Artists often create something from nothing. In our society, creating things, the basis for creativity is elevated. When a composer makes a new piece of music, it is celebrated. When a founder starts a new company, it is celebrated. When a scientist makes a new discovery, it is celebrated. Creating something from nothing is hard, and perhaps this is part of the reason why it is celebrated. What happens when creating things is easy? Does the amount of effort make something art?  

As technology becomes more sophisticated, earlier technology becomes more commonplace. When technology begins to fade into the background, how the technology can be used and what is made from it comes to the forefront. Ultimately, technology becomes infrastructure — simply the tools used to make something. Remember when Word, Excel, or PowerPoint seemed like radical innovations? Today, they are infrastructure that supports people to make things. Perhaps a better example is Adobe Photoshop and Illustrator, or more recently Procreate or Descript. Descript is text-based audio and video editing software. Using it feels a bit magical, but again the technology fades into the background and lets the creator create.

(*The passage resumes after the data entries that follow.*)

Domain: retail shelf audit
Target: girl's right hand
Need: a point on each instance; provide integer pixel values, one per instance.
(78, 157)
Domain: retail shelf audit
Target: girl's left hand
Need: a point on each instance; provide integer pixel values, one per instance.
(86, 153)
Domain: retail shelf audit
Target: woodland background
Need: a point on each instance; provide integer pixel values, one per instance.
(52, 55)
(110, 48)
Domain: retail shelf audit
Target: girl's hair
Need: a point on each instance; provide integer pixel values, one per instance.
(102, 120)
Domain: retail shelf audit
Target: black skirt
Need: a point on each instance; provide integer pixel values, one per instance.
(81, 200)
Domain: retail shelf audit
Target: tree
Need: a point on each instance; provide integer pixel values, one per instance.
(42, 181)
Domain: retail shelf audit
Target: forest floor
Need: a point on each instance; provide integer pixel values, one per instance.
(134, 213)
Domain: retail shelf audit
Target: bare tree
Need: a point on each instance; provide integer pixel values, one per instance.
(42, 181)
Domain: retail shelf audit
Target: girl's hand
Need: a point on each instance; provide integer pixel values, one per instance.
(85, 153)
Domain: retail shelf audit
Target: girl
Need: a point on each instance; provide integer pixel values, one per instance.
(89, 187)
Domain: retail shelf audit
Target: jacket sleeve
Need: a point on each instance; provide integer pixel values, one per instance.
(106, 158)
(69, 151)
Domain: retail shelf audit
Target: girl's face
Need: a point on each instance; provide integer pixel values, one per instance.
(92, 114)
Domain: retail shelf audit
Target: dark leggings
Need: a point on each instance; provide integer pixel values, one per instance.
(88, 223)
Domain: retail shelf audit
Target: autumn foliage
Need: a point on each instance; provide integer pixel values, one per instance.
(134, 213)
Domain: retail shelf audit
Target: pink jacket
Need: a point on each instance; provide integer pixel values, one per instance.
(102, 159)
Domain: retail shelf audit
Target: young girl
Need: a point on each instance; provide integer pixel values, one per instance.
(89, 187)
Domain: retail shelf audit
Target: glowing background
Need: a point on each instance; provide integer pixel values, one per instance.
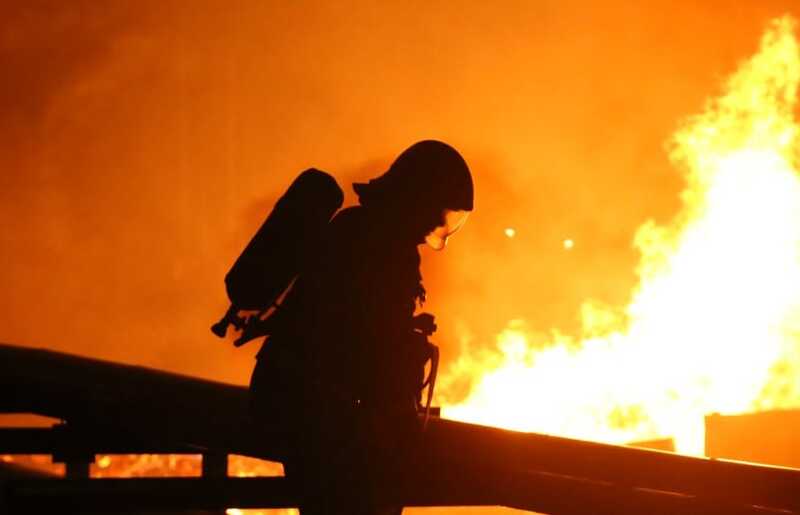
(145, 144)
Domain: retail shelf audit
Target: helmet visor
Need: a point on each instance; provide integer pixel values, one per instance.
(452, 220)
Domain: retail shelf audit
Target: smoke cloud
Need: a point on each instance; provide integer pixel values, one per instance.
(144, 142)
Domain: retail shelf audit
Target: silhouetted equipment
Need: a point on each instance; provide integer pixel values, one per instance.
(273, 258)
(111, 406)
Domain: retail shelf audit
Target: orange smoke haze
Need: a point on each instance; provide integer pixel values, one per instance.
(144, 142)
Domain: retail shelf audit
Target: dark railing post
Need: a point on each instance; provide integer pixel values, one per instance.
(73, 451)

As technologies become more sophisticated, and AI models integrate into more fields, a collaboration between creators and technology will continue. In the end, technology sits in the back seat while the creator drives. It matters little what tools were used, how much effort was invested, or whether the output is analog or digital. Instead, what matters can be summarized in an editorial that defended the Fountain:

A slightly cropped version of the photograph was published in the Blind Man to illustrate an anonymous editorial that defended the urinal in clear – and, in their implications, revolutionary – terms: ‘Mr Mutt’s fountain is not immoral, that is absurd, no more than a bathtub is immoral. It is a fixture that you see every day in plumbers’ shop windows. Whether Mr Mutt with his own hands made the fountain has no importance. He CHOSE it. He took an ordinary article of life, placed it so that its useful significance disappeared under the new title and point of view – created a new thought for that object.’ (Anon., ‘The Richard Mutt Case’, Blind Man, New York, no.2, May 1917, p.5; note that the second issue formulated the journal’s title as separate words.)

Whether something classifies as art is the wrong question. Art, like music, makes you feel. Duchamp's art makes you think. Instead of asking whether something classifies as art, a better question is whether it activates emotion, logic, sensation. When we see an impressive technology, like DALL·E 2, we can both appreciate the technology, and eagerly await the creations made from using it. More people are going to be able to take ordinary objects or extraordinary technologies and create new points of view and new thoughts. Duchamp would be proud.